Rien d’étonnant à ce qu’à Dartmouth nombre de tables rondes, où ont siégé le romancier français Pascal Bruckner, l’historien israélien Elie Barnavi aux côtés d’Américains bons connaisseurs de la France comme l’écrivain Adam Gopnik, chroniqueur au New Yorker, ou les professeurs de Yale Maurice Samuels et Carolyn Dean, aient beaucoup tourné autour des limites du » free speech « . Si aux Etats-Unis la sensibilité à la liberté d’expression est plus ancrée qu’en France, cette même sensibilité se heurte aujourd’hui au respect des minorités sexuelles, ethniques ou religieuses, créant parfois un indémêlable » conflit de devoirs « .
Raréfaction de spécialistes
Cette sensibilité aiguisée et persistante au multiculturalisme outre-Atlantique s’exprime aussi à travers le contenu des études françaises telles que les pratiquent désormais la majeure partie des jeunes diplômés et futurs enseignants américains en cette matière. Délaissant le » canon « , les nouveaux spécialistes semblent suivre majoritairement l’injonction d’un des maîtres à penser des études » postcoloniales « , Dipesh Chakrabarty, auteur de Provincialiser l’Europe (éditions Amsterdam, 2009).
De préférence, la littérature française, qu’on préfère dorénavant appeler » francophone « , est abordée par les Antilles, l’île Maurice, l’Afrique ou le Maghreb, etc. C’est là, et non sur les rives de la Seine, qu’on en scrute le renouveau. Au point que certains enseignants s’inquiètent, au vu de l’idéologie qui règne désormais sur la discipline, de savoir si, dans un avenir prévisible, il sera toujours possible de trouver un spécialiste du Moyen Age ou de Racine sur le territoire américain.
Souvent originaux et intéressants, les sujets choisis par les jeunes participants de l’Institut de Dartmouth reflètent la tendance à l’œuvre qui s’impose comme » le » discours de reconnaissance par excellence.
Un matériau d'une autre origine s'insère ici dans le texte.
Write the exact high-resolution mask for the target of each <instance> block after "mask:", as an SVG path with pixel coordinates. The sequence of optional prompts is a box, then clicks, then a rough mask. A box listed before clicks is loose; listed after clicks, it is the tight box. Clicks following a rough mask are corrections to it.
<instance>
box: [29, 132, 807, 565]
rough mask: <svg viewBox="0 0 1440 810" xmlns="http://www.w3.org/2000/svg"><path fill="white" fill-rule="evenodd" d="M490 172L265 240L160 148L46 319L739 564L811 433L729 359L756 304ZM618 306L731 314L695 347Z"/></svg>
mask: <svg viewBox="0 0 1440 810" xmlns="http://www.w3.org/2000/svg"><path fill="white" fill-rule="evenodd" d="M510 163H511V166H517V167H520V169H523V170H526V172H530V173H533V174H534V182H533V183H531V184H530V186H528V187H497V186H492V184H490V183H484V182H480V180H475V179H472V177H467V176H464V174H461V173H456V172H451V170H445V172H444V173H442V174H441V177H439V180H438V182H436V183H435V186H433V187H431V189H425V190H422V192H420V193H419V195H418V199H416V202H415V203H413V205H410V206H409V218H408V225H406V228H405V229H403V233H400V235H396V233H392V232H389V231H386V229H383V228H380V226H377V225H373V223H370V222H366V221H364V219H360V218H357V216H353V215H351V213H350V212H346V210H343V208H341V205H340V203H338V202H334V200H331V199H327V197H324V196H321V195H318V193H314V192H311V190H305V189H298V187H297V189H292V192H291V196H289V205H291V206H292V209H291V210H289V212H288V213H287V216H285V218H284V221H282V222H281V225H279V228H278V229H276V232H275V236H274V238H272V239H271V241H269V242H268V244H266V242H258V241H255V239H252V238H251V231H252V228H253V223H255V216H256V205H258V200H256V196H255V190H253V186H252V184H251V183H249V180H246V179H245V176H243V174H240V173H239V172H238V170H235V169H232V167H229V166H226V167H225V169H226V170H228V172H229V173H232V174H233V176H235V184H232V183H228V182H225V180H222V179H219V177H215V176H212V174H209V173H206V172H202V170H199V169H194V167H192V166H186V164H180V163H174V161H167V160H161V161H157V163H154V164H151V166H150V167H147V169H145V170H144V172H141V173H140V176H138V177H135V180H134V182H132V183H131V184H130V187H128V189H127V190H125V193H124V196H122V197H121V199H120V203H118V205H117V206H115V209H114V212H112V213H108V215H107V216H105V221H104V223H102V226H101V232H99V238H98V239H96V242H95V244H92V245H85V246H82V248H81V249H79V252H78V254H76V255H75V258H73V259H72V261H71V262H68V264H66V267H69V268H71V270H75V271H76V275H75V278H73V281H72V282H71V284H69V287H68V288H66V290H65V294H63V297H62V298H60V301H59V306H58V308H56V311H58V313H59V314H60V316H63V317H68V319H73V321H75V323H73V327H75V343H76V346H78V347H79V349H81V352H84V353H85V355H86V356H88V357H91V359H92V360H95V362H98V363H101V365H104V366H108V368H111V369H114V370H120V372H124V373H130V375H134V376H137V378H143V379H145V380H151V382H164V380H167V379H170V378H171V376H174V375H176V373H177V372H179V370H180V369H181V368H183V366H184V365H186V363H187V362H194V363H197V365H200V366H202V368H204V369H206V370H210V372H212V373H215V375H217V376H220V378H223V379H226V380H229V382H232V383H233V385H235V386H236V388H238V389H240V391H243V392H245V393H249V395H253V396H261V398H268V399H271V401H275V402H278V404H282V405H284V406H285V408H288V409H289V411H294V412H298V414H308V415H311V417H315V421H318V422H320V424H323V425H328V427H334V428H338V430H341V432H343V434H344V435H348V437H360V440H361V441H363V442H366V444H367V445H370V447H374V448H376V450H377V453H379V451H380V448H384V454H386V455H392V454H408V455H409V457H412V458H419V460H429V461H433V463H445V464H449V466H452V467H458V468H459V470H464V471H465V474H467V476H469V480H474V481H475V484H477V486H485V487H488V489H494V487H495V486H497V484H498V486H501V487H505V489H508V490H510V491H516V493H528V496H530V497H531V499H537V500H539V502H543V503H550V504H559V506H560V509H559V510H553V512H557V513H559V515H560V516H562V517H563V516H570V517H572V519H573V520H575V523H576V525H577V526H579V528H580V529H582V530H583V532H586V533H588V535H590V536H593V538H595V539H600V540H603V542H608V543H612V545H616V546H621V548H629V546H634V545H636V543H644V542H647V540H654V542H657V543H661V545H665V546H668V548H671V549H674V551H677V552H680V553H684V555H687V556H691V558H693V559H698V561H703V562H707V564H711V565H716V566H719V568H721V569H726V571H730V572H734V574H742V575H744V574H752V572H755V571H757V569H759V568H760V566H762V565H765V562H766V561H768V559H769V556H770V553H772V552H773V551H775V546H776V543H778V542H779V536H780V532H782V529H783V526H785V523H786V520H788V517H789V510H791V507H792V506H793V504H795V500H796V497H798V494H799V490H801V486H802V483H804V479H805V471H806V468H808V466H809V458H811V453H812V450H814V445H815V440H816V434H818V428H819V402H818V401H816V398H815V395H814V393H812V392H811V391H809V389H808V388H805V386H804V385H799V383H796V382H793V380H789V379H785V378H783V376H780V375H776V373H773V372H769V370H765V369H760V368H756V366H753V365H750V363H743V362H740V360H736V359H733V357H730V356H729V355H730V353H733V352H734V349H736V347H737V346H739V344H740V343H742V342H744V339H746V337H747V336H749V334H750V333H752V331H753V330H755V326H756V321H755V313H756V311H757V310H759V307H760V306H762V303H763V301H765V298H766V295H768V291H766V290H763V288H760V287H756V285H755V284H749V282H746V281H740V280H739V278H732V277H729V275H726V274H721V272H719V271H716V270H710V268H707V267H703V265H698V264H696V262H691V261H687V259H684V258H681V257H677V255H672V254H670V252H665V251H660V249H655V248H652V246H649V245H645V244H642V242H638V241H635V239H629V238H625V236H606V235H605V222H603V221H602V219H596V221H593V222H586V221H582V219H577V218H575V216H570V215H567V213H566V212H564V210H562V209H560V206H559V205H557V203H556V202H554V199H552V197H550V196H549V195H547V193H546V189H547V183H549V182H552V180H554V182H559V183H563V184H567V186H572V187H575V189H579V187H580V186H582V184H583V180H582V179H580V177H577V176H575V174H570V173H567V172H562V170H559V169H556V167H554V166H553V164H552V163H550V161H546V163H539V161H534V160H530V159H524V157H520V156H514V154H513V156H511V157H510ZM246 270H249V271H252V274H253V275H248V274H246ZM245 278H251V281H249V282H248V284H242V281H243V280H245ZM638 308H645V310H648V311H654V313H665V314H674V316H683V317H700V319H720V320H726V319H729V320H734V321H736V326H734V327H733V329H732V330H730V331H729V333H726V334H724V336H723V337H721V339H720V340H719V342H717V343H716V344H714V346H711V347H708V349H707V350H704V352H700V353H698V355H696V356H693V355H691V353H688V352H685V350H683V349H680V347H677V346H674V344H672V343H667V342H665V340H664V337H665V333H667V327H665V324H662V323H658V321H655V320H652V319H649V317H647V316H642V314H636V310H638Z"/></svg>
Les doctorants se concentrent ainsi volontiers sur des thèmes comme la représentation de l’altérité au cinéma, ou les femmes écrivains du Maghreb… Même si Flaubert, Baudelaire, Balzac, Lautréamont ou Claude Simon n’ont pas disparu de leur tableau, la production contemporaine et l’ancien » outre-mer » sont largement dominants.
Il est facile d’ironiser sur cette idée que la régénération de la littérature française ne puisse venir que de sa » créolisation « , selon le mot d’Edouard Glissant (1928-2011) ; facile de voir ce phénomène comme la simple substitution d’un » roman postcolonial » au » roman national « , dont quelques intellectuels en France s’entêtent à déplorer la disparition… Il reste que, pour ces érudits, le français n’est plus considéré comme l’apanage de Paris, dont la production a presque l’air d’être marginalisée, mais comme une langue et une culture du » tout-monde « .
Comme toute tendance académique, cette métamorphose du domaine français en civilisation francophone a ses excès : la surpolitisation des études littéraires ou la transformation d’une vision révolutionnaire en un jargon de carrière. Elle crée aussi ses exclus : les auteurs qui n’entrent pas dans ce nouveau patron. Ses contempteurs ne se privent pas d’en monter en épingle les tics et les » mots gelés « , et s’agacent de cette idée que la littérature que l’on produit en France serait par définition en déclin. La critique porte et met souvent les rieurs de son côté. Le problème est qu’en cherchant une alternative à cette » rectitude politique » on risque de réhabiliter un conservatisme dépassé, voire pire.